IN THE UNITED STATES DISTRICT COURT FOR THE NORTHERN DISTRICT OF ILLINOIS EASTERN DIVISION
July 29, 2008
VONDELL WILBOURN, PLAINTIFF,
PABLO MARION, ET AL., DEFENDANTS.
The opinion of the court was delivered by: Milton I. Shadur Senior United States District Judge
Chicago Police Officers Pablo Marion and Bobby Tong have filed "Defendants' Answer, 12(b)(6) Defenses, Affirmative Defenses and Jury Demand to Plaintiff's Complaint" in response to the pro se Complaint brought against them by Vondell Wilbourn ("Wilbourn"). This memorandum order is issued sua sponte to address some fundamental pleading errors committed by defense counsel.
As for the two Fed. R. Civ. P. ("Rule") 12(b)(6) defenses that follow the Answer itself, each is seriously flawed and cannot be advanced by defense counsel in the objective good faith required by Rule 11(b). Here are their obvious deficiencies:
1. As the first of those purported defenses, counsel says this:
Plaintiff has failed to allege facts sufficient to support a claim under 42 U.S.C. §1983, for Excessive Force as a matter of law against the Defendants.
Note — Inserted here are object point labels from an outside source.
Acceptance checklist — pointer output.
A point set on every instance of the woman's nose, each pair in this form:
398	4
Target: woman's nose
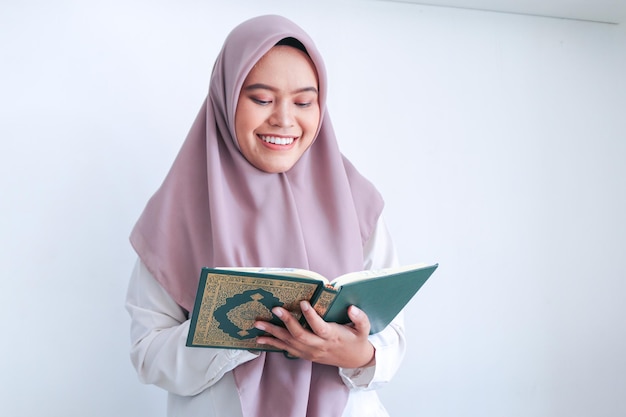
282	115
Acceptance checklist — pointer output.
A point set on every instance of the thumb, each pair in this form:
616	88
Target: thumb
359	319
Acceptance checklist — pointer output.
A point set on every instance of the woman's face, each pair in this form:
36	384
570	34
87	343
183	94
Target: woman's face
278	111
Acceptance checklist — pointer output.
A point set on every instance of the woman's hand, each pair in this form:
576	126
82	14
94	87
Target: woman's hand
341	345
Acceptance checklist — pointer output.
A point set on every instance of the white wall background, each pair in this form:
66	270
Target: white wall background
499	142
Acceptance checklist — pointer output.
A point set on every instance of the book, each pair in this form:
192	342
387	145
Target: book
230	300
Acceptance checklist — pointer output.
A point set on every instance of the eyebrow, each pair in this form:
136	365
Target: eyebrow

That assertion is totally untenable, given the facts (1) that a plaintiff's allegations must be accepted as true for Rule 12(b)(6) purposes and (2) that Complaint ¶¶4, 8 and 9 expressly allege:
4. (Defendant A.) Officer Pablo Mariano #6691 then forcefully threw me to the ground, hit me in the back of my head with a steel object, and held me down while (Defendant B.) Officer Bobby W. Tong #7146 repeatedly punch me in the face, and stumped and kicked me in and around the groin area, while telling me to shut up!
8. I was already rendered helpless by (Defendant A.) Officer Pablo Mariano #6619, when he threw me to the ground, and then hit me in the back of my head with a steel object.
9. But out of some sick satisfaction (Defendant B.) Officer Bobby W. Tong #7146, in his how of power and control continued to beat and kick me like I was an object instead of an Human Being.
2. As for the second purported Rule 12(b)(6) defense, which relates to Wilbourn's claim for punitive damages, defense counsel is also wrong in asserting that such a claim must be "proven beyond a reasonable doubt, or at least by clear and convincing evidence." To this Court's knowledge, pattern instructions throughout the federal court system (including our own--see Instruction 7.24 of the work product of the Committee on Pattern Civil Jury Instructions of the Seventh Circuit) set a preponderance-of-the-evidence standard for awarding punitive damages.
In addition to those defects, two of the asserted affirmative defenses ("ADs") are also problematic. Here they are:
1. AD 1's assertion of qualified immunity fails because ADs must also credit a complaint's allegations (see App. ¶5 to State Farm Mut. Auto. Ins. Co. v. Riley, 199 F.R.D. 276, 278 (N.D. Ill. 2001)). Hence Complaint ¶¶4, 8 and 9 require that AD 1 be stricken, and this Court so orders.
2. AD 3 cites an Illinois statute for the proposition that "Individual [sic] are not liable for any injury caused by the act or omission of another person." Because what Wilbourn asserts is individual rather than vicarious responsibility on the part of each defendant, AD 3 is also stricken.
In summary, the first Rule 12(b)(6) defense is stricken, while the second such defense is stricken with leave to file a curative amendment on or before August 14, 2008. Finally, ADs 1 and 3 are stricken as well.